Don't review an agent like a junior developer's PR
You can't catch every line. Instead: check the diff is small and focused, check the tests it claims to have run actually exist and pass, and treat anything outside the requested scope as a red flag.
This is also why "the AI made a mess" stories almost always come from people using an agent as if it were autocomplete: accepting suggestions one at a time, never looking at the overall diff, never asking what tests were run.
Beyond code: agents across the SDLC¶
"Coding agent" is the most visible use case — it's where the tooling is sharpest and the feedback loop is fastest — but the loop itself is general. Anywhere a task can be decomposed into steps with verifiable outcomes, the same mental model applies: context + tools + loop + verification. Swap "compile and run tests" for "validate against an OpenAPI schema" or "diff a Terraform plan" and the machine still works.
A non-exhaustive tour of the SDLC:
- Discovery / product — synthesizing user interviews into themes, drafting user stories from raw notes.
- Design / UX / UI — pulling components from a design system via an MCP server to Figma, running accessibility audits, generating mockups from a brief.
- Estimation and planning — breaking down epics into stories, estimating by analogy from historical tickets in Jira.
- Functional and technical design — drafting ADRs, sketching C4 diagrams, writing OpenAPI specs, proposing data models.
- Coding and unit testing — the default case this guide focuses on.
- QA — functional and exploratory testing, security scanning (SAST/DAST), performance testing, generating realistic test data.
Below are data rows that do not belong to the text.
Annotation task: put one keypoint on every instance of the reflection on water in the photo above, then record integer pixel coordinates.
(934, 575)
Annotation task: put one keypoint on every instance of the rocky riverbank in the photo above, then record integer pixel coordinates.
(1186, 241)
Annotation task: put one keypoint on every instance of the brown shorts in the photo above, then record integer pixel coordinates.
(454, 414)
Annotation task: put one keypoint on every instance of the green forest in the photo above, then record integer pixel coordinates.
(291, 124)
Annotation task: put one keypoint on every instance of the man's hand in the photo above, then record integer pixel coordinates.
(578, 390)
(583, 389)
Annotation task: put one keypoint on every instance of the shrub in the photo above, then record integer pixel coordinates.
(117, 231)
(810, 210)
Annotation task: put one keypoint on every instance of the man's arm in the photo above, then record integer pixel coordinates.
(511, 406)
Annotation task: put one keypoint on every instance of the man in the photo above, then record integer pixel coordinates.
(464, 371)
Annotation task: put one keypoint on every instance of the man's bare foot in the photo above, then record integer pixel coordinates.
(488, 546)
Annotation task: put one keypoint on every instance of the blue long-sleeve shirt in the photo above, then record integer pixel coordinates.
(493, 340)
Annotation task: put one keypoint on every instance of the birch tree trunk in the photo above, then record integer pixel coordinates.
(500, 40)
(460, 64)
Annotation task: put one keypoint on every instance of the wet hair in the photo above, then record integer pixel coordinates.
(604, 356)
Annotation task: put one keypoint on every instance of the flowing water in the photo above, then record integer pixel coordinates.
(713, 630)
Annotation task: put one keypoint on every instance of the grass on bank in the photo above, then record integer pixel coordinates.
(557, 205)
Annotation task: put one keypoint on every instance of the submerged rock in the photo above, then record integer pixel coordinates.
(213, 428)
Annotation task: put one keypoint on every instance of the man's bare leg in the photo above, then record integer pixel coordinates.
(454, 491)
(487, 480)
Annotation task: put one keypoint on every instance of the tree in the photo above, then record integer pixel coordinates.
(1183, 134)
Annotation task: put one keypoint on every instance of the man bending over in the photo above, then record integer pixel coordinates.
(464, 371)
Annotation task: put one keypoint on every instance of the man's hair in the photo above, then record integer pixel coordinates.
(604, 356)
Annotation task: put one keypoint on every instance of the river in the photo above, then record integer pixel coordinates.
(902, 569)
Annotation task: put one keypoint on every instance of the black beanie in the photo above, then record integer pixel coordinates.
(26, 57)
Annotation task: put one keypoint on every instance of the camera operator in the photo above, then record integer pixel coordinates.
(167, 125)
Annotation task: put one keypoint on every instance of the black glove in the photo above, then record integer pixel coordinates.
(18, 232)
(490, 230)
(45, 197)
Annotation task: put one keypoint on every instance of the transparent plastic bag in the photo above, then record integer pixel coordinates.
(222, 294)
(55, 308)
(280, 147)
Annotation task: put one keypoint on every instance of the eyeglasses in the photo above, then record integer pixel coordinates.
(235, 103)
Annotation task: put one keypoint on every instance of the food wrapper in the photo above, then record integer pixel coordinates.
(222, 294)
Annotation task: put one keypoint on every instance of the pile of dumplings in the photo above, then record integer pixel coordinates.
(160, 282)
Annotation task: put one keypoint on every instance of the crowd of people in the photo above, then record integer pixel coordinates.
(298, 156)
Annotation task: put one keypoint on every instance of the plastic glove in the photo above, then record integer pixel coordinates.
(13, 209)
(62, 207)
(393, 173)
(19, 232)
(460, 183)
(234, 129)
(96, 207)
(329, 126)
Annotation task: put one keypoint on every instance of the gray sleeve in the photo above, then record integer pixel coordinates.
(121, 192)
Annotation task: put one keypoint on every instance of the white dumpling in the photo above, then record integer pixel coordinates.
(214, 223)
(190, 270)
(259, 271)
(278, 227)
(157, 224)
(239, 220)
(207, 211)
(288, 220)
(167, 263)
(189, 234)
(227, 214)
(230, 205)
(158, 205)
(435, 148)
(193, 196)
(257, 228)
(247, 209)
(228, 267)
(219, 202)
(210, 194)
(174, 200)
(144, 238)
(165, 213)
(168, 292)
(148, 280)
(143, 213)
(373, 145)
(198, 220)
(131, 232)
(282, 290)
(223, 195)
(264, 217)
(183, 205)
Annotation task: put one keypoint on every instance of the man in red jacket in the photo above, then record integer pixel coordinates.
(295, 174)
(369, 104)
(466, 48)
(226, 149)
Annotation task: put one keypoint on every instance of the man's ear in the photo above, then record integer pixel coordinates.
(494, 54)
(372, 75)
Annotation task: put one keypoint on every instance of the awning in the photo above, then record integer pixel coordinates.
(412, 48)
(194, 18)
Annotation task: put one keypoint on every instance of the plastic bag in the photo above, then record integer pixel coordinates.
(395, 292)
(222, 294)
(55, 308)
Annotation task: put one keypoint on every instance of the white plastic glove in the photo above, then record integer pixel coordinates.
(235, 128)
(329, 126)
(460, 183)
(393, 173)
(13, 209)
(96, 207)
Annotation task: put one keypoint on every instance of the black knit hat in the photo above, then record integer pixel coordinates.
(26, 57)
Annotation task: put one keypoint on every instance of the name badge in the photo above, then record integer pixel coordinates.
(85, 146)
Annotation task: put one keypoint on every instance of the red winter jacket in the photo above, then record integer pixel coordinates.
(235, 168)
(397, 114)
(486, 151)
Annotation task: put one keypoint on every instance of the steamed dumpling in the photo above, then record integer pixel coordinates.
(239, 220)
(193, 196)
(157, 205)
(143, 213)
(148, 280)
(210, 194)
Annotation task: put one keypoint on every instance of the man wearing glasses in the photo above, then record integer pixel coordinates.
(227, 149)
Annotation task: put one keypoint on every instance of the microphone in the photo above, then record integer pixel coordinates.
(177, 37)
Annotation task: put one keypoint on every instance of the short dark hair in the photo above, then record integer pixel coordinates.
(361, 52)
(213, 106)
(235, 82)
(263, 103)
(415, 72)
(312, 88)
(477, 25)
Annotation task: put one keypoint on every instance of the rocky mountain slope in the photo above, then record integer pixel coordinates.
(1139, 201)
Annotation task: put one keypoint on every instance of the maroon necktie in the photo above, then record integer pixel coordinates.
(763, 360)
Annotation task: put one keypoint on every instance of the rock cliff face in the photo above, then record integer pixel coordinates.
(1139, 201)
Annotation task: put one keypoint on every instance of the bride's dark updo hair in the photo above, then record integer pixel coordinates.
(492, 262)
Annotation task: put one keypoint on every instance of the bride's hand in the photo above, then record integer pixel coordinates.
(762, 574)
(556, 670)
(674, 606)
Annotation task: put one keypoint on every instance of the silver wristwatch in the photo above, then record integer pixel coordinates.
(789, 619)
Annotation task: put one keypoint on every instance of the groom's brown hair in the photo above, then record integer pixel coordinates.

- Deployment — authoring CI/CD pipelines, writing IaC, reviewing Terraform PRs against policy.
- Operations — incident triage, log and trace analysis, executable runbooks, on-call assistance.
Each phase has its own tools, its own verification signal, and its own definition of "done" — but the loop is the same loop.
The rest of this guide uses coding examples because they're concrete and easy to verify, but everything you'll learn about — AGENTS.md, skills, hooks, MCP, verification loops — generalizes to every phase above.
Key takeaway¶
Key takeaway
Stop comparing agents to autocomplete. They're different machines. The unit of work is no longer "a suggestion you accept" — it's "a task you delegate and verify."